Article appeared in Emel magazine Issue 76 January 2011. Reproduced with kind permission.

The first in a collection of pieces delving into Islamic history and its relevance today, Tam Hussein explores the power of poetry in the Abbasid Empire and its subsequent influence on the analysis of the Qur’anic language.

In the 8th century, al-Mansur the second Abbasid caliph, overheard his son reciting an ode of the pre-Islamic poet al-Musayyab to the philologist and tutor al-Mufaddal al-Dabbi. After the lesson, he expressed his pleasure at the poem saying, “If only someone would collect the best verses of these poets.” Al-Mufaddal did exactly that and bequeathed to Qur’anic exegetes, philologists and lovers of literature one of the finest anthologies of short verse in the Arabic language.

Al-Mufaddal’s academic efforts however, were not untypical of the litterateurs, poets and scholars of the Abbasid period (750-1258CE). In fact, their combined effort resulted in Arabic prose and poetry flowering and leaving their mark in world literature. Take for example the poet Abu Nuwas (756-814). This irresolute Marlowesque wordsmith is best known to us as the hedonistic trickster in The Arabian Nights, but his poetry influenced Urdu verse just as much as it influenced the quatrains of Omar Khayyam and Hafiz. It is no exaggeration to say that since the establishment of Baghdad in 762 to its destruction in 1258, thousands of literary figures passed through the heart of the Islamic empire and enriched our common heritage.

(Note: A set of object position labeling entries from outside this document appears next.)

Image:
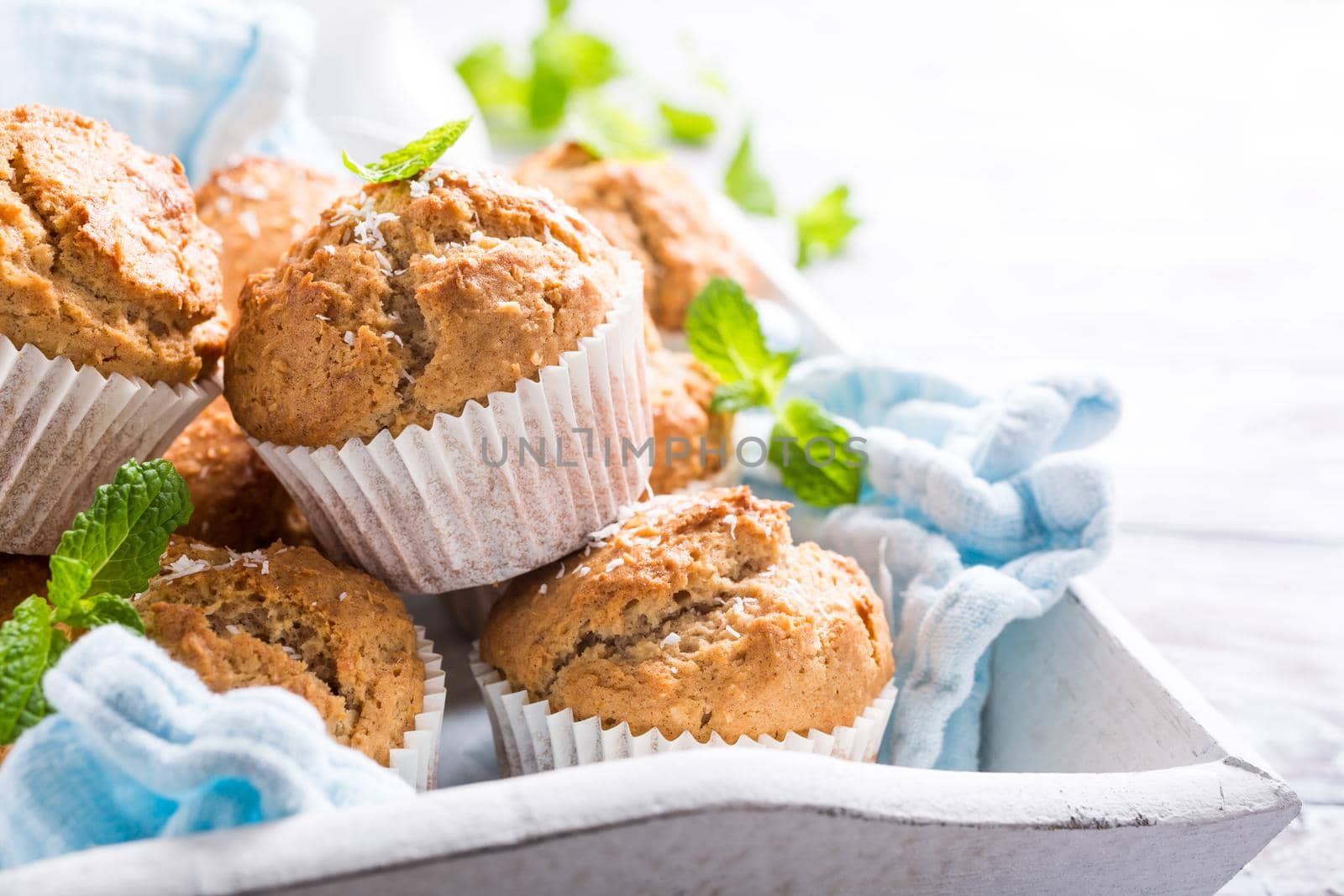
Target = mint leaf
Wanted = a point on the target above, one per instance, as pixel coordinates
(689, 125)
(745, 184)
(24, 649)
(105, 609)
(564, 62)
(114, 546)
(723, 332)
(826, 476)
(608, 132)
(824, 228)
(410, 159)
(492, 83)
(743, 396)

But why would a caliph, whose empire stretched from the borders of India to North Africa, be so concerned with the trifling matter of poetry? Because al-Mansur understood the power of language. He came from a tradition where words uttered by men could mean life and death; for in the harsh climate of Arabia where one might bite into the bitter colocynth to stave off hunger, traverse vast distances for pasture, and fight men whose ancestors had insulted yours – the word was the only thing that was valued. This portable capital could, if recited to a king or patron, earn one honour, fame and gold. A vitriolic insult set to verse could gain victory even before swords had clashed. A wrong turn of phrase on the other hand, could be your last as the case of the famous Mutannabi (915-965) showed. He was killed by a tribal leader whom he had previously lampooned. Hence, al-Mansur understood that sticks and stones didn’t break bones but words certainly did. The Abbasid revolution had started with people reciting invective verses against the Umayyad dynasty and ended with his brother al-Saffah, ‘the blood shedder’ seizing the Caliphate by massacring the whole clan at a banquet. Al-Mansur knew he had a problem of legitimacy and in true Arab fashion put forward the poets to propagandise the right of the Abbasids to rule.

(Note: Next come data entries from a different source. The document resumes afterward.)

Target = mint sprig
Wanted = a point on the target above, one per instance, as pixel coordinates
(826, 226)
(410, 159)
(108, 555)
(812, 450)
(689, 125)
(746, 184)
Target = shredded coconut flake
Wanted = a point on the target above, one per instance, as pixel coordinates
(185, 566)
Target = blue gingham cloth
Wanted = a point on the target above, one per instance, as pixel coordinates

Consequently, it was Abbasid patronage that created a climate where poets flocked to Baghdad in order to harvest the fruits of Abbasid generosity. Whilst these poets and litterateurs were far from being paragons of virtue, they excelled in verse, created new poetic forms, contributed to philology and literature, thereby inadvertently preserving the linguistic miracle of the Qur’an. Thus when al-Hatimi, the courtier and literary critic, turned up at a salon in Baghdad in 963 where the poet Mutanabbi was giving lessons to his students, what resulted from their heated discussions was a clarification on the meaning of hyperbole and metaphor, which ultimately furthered our understanding of the Qur’an. Even when poets exchanged insults they preserved the ingenuity of the classical language. To illustrate this, when Jarir (d.728), the famous Umayyad poet insulted his rival, al-Farazdaq (d.730) by attacking the virtue of his sister, Jarir forgot that he was from the tribe known as Banu Kulayb (loosely translated as ‘the sons of the puppies’). And although classical Arabic does not possess any words of profanity, al-Farazdaq responded with verses that ran on the theme of dogs: bitches and their puppies. Whilst comic, this famous exchange is to this day studied in order to comprehend the sheer complexity of the Qur’anic language.

It is true that scholars of the time warned against the wordsmith, but in spite of their irreverent personalities the scholars recognised that there was genius in some of these artists. They appreciated that Bashar ibn Burd (714-784) may have been obnoxious, but he was a great poet especially considering that he was blind from birth. They acknowledged that the language of the Qur’an could be preserved in the unlikeliest people and so continued to study them. And whilst modern Arab poets have done well to draw inspiration from Western literature we have preferred to ignore some of the most remarkable achievements in world literature.